Rasanya tak pernah terjadi sebelumnya di dunia peristiwa nahas seperti yang dialami Seventeen Band. Bayangkan, sebuah band sedang berada di atas panggung menghibur para penonton dalam suasana suka cita, mendadak hanya dalam hitungan detik saja mereka digulung ombak tsunami yang datang dari arah belakang tanpa permisi hingga melumat dan meluluhlantakkan semua yang berada di sekitarnya hingga meninggalkan suasana duka cita yang sangat mendalam. Belakangan saya menerima informasi dari teman-teman bahwa seharusnya antara Element atau Ari Lasso yang tampil di acara privat PLN tersebut, namun kebetulan keduanya berhalangan. Manajemen Ari Lasso yang sempat dikontak oleh panitia ternyata sudah di booking lebih dulu untuk tampil di Bali pada tanggal kejadian.

Saya pertama kali tahu peristiwa tragis ini ketika sedang menulis tengah malam dan tak sengaja membaca postingan dari akun Instagram Erix Soekamti. "Pray for Seventeen Band.. terkena ombak saat manggung di Pantai Carita.. beberapa crew dan personil blm ditemukan.. mohon doa agar semuanya baik-baik saja." Kaget bukan kepalang dan hanya berharap yang terbaik terjadi pada seluruh anggota Seventeen pastinya. Ketika bangun tidur di pagi harinya rekaman video tentang kejadian tragis itu telah beredar luas di media sosial dan WhatsApp. Berkali-kali saya lihat dan berkali-kali pula saya masih tidak percaya dengan apa yang saya lihat, terlalu sureal, terlalu mengerikan, terlalu menyedihkan.
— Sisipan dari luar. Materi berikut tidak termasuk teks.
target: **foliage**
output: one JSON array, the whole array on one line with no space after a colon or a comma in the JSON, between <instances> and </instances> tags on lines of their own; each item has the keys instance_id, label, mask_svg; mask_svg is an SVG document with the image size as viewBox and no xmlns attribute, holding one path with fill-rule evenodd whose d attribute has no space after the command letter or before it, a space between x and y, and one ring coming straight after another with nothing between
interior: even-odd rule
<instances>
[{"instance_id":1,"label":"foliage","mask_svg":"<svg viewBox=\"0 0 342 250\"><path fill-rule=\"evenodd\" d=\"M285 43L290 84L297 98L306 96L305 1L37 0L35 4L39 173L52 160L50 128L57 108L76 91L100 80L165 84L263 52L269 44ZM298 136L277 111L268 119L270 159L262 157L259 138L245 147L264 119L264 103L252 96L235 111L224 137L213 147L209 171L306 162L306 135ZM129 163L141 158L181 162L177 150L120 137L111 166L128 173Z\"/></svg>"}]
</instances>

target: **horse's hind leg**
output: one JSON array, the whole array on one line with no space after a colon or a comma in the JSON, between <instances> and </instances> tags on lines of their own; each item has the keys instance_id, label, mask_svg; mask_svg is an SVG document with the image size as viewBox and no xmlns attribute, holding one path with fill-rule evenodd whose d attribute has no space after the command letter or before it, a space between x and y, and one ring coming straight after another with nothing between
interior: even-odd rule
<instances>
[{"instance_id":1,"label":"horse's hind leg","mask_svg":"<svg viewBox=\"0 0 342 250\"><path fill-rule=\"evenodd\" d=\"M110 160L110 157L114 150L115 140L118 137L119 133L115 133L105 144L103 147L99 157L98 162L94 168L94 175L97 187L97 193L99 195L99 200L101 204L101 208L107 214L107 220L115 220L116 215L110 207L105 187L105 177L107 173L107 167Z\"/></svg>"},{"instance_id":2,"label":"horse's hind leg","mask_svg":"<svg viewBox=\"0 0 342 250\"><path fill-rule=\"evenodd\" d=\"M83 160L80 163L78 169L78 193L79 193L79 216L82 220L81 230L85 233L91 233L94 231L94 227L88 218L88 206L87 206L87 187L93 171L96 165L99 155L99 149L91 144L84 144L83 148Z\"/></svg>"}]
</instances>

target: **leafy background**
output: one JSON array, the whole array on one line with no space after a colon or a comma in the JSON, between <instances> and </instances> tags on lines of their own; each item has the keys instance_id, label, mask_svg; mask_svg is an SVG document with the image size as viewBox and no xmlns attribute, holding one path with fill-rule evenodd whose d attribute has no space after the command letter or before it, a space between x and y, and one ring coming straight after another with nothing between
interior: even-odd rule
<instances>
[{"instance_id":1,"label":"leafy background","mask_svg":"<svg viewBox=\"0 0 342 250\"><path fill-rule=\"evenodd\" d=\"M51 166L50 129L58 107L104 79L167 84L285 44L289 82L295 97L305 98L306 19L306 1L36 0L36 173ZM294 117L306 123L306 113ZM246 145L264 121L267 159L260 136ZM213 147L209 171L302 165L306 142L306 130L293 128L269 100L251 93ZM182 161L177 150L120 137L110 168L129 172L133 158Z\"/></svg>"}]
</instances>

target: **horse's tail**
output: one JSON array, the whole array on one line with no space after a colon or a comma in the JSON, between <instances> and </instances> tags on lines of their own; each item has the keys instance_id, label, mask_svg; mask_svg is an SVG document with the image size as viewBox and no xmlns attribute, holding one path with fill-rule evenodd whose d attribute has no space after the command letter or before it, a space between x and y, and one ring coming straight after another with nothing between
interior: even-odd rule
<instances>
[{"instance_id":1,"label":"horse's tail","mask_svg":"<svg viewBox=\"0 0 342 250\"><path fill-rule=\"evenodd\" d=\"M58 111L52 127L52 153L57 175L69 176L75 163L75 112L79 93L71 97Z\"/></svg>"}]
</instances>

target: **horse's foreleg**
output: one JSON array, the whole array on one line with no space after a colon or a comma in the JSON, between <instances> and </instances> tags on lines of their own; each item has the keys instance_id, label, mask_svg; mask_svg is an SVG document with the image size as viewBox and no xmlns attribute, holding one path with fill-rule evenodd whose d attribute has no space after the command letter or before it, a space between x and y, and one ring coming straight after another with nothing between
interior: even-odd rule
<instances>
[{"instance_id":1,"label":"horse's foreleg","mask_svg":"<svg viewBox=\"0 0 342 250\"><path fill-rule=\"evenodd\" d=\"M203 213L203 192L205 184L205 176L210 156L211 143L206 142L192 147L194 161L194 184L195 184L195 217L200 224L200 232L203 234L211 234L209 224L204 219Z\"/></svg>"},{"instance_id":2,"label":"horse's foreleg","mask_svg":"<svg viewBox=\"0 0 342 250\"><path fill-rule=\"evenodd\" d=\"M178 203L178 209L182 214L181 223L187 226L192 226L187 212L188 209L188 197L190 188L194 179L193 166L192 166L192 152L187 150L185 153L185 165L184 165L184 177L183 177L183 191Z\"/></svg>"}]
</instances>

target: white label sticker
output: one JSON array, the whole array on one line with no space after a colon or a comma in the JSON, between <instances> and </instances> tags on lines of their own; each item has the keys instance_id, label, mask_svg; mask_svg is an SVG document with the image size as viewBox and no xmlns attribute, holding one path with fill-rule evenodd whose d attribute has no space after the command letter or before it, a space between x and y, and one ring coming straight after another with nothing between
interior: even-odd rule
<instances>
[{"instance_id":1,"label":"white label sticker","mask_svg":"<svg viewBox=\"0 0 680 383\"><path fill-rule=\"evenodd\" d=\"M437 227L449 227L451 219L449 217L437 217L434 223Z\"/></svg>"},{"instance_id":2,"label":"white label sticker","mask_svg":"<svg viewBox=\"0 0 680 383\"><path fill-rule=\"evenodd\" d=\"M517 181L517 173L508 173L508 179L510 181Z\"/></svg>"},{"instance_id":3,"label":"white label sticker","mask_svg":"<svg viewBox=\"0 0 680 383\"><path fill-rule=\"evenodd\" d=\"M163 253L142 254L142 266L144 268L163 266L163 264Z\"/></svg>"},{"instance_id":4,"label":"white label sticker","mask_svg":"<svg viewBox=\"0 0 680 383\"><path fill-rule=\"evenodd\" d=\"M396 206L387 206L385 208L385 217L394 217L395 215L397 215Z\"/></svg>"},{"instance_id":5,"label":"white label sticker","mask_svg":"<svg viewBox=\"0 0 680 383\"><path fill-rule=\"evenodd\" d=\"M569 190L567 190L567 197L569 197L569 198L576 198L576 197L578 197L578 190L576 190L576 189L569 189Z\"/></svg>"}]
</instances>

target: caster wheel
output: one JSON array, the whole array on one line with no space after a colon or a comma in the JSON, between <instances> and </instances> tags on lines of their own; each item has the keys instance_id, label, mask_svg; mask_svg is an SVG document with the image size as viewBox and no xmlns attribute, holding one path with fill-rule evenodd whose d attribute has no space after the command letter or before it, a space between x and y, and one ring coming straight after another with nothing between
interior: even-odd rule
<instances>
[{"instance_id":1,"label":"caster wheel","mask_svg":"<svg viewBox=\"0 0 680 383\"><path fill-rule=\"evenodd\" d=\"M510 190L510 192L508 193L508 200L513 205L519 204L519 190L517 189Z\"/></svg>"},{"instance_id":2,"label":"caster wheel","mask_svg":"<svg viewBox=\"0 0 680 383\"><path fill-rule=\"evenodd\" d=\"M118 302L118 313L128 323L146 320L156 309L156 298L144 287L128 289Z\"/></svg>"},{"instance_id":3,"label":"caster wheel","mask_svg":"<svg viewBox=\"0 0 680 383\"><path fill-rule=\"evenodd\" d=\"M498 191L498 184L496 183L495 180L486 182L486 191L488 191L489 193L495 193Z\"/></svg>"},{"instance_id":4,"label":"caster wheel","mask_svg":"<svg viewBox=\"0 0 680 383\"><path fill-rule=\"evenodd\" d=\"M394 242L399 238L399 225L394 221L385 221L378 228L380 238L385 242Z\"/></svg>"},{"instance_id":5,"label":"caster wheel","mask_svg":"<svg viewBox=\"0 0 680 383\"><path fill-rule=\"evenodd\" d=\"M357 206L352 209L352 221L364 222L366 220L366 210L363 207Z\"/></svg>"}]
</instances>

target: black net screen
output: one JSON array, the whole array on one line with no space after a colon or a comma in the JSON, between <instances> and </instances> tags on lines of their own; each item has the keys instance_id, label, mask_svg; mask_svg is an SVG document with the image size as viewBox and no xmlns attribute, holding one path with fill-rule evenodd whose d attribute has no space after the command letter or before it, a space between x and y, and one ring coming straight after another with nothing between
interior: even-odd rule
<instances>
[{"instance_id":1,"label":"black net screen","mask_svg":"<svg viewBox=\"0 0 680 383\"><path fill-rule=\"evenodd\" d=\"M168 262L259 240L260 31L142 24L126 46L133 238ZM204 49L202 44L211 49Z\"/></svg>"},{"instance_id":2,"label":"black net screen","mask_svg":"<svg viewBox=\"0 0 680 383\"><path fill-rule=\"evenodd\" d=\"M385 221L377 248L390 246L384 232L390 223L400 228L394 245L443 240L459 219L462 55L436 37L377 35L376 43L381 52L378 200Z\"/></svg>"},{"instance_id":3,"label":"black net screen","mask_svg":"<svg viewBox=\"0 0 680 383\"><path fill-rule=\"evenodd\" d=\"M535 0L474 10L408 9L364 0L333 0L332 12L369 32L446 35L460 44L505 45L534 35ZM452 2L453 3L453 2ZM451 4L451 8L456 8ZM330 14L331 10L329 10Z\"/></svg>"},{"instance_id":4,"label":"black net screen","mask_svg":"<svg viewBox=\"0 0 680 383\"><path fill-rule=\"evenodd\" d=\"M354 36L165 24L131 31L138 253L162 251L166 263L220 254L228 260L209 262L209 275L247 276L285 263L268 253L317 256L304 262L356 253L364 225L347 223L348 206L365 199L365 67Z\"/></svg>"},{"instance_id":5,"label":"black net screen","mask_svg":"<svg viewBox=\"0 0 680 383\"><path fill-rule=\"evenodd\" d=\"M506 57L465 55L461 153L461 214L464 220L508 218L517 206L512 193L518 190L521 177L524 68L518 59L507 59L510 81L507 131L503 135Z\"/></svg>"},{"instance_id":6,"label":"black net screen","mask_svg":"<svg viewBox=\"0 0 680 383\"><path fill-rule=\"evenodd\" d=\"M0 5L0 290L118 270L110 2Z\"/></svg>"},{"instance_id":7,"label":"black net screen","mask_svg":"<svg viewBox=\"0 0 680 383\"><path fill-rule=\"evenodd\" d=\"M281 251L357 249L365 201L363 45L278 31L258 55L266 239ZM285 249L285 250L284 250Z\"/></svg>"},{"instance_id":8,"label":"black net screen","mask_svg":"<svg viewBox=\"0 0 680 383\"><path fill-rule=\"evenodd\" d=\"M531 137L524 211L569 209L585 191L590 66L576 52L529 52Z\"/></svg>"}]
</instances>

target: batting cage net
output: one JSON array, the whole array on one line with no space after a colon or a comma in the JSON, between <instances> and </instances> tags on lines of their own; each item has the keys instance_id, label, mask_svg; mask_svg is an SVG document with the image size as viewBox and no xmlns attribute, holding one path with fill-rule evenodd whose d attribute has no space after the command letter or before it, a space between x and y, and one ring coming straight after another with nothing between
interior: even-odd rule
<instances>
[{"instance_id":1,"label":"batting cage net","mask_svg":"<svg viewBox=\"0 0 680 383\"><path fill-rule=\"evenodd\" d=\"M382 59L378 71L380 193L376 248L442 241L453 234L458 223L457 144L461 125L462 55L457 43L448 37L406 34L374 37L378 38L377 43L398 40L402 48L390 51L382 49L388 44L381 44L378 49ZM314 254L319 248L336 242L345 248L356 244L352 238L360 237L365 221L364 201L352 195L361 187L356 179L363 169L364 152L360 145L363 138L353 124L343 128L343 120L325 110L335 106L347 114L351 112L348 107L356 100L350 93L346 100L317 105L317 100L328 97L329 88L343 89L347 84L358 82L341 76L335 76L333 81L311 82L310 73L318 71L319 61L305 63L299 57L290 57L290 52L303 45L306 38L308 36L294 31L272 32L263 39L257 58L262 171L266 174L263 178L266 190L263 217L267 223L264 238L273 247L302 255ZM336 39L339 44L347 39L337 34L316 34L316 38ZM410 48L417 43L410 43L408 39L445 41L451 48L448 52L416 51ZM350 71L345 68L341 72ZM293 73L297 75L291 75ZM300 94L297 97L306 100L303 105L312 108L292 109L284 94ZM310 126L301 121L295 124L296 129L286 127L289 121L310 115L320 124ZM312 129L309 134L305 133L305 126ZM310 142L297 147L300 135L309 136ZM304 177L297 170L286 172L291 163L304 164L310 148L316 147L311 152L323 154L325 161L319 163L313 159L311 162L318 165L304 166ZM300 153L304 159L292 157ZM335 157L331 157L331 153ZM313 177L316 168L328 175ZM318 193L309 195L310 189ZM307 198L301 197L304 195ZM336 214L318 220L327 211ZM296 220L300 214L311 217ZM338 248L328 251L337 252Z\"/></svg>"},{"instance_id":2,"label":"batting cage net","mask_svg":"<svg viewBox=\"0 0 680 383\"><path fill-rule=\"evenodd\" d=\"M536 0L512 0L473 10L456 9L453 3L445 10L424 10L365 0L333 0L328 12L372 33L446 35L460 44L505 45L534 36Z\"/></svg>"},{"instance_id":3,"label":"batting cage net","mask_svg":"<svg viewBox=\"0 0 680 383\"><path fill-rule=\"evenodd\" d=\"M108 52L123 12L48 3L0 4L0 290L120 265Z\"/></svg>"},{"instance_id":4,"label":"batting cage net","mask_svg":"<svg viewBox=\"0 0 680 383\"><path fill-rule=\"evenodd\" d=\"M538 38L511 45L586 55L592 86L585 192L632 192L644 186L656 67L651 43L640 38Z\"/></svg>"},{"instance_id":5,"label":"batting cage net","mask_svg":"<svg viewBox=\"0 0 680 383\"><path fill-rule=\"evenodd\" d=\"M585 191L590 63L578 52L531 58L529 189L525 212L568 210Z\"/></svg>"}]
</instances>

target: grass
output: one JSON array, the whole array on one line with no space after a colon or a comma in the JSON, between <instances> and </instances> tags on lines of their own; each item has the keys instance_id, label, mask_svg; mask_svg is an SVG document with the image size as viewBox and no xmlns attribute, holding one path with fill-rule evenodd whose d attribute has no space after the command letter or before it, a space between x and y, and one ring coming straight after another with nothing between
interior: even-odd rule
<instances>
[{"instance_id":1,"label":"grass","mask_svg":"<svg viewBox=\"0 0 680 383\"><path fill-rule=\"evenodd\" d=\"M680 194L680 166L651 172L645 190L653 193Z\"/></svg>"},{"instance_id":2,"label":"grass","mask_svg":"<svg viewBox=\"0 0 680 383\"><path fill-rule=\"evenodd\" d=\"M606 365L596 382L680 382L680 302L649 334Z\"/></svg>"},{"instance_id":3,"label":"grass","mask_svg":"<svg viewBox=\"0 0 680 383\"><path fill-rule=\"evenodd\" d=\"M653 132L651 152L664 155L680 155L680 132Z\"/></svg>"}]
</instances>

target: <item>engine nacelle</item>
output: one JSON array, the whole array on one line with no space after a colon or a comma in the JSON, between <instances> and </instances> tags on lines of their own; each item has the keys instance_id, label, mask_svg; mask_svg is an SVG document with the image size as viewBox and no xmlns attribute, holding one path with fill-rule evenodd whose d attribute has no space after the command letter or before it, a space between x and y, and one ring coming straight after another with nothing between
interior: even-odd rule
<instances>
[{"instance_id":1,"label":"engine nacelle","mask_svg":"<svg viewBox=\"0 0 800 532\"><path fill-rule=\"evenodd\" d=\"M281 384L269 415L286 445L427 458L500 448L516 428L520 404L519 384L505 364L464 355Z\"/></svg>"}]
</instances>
A post shared by Erix Soekamti (@erixsoekamti) on

Banyak analisa orang-orang tolol yang berseliweran di media sosial mencoba mengaitkan tragedi ini sebagai azab dari Tuhan yang murka karena ulah konser musik. "Musik itu haram, ketika kalian langgar maka itulah yang kalian dapatkan." Kira-kira begitu komentarnya. Mereka sepertinya lupa, ada berapa banyak konser musik terselenggara di dunia setiap harinya. Jika begitu adanya, mungkin bukan Perang Dunia Ketiga atau Pesta Nuklir yang akan mengakhiri dunia, melainkan konser musik! Heran, susah sekali sepertinya bagi orang-orang ini untuk berempati atau sekadar menyatakan duka cita, alih-alih mereka lebih senang menebar analisa sotoy atau bermain Tuhan.

Oya, tulisan ini tentu tidak ingin memperpanjang perdebatan irasional tersebut. Saya hanya ingin mengenang perkenalan pertama saya dengan Seventeen Band. Tepat sepuluh tahun yang lalu, pada Desember 2008, sewaktu bekerja di majalah Rolling Stone Indonesia saya pernah mewawancarai mereka; Ifan, bassist Bani, gitaris Herman, drummer Andi dan gitaris Yudhi. Nama yang disebut belakangan akhirnya beberapa tahun kemudian mundur dari Seventeen Band.

Usia band ini saat itu nyaris satu dekade. Kebetulan mereka baru merilis album studio ketiga mereka yang bertajuk Lelaki Hebat bersama label rekaman baru (Mi2/Nagaswara) dan juga vokalis baru, Ifan, yang merupakan  hasil audisi. Dua album pertama mereka yang dirilis oleh Universal Musik Indonesia terbilang gagal di pasaran, tapi mereka tidak pernah menyerah dan terus merilis album hingga akhirnya cukup tenar di industri musik Indonesia.

Seluruh anggota band pop mainstream ini ramah dan sangat menyenangkan saat diwawancara, suasana yang terbangun cukup akrab walau ini momen pertama (sekaligus terakhir) kami bertemu. Musik mereka memang tidak termasuk selera saya, tapi saya sangat menghargai semangat, keseriusan dan gairah bermusik mereka. Mereka sepertinya sangat paham apa yang harus dikatakan dan apa yang mereka harus lakukan dalam memperjuangkan bandnya yang berulang kali gagal ini. Anehnya, dulu saya sering menghadapi "situasi sulit" justru ketika mewawancara band-band indie. Sukar membedakan antara terlalu jaim, sok cool atau memang tidak tahu harus ngomong apa tentang visi bermusik mereka, sangat menyebalkan kalo mendapat tipe band seperti ini untuk diwawancara.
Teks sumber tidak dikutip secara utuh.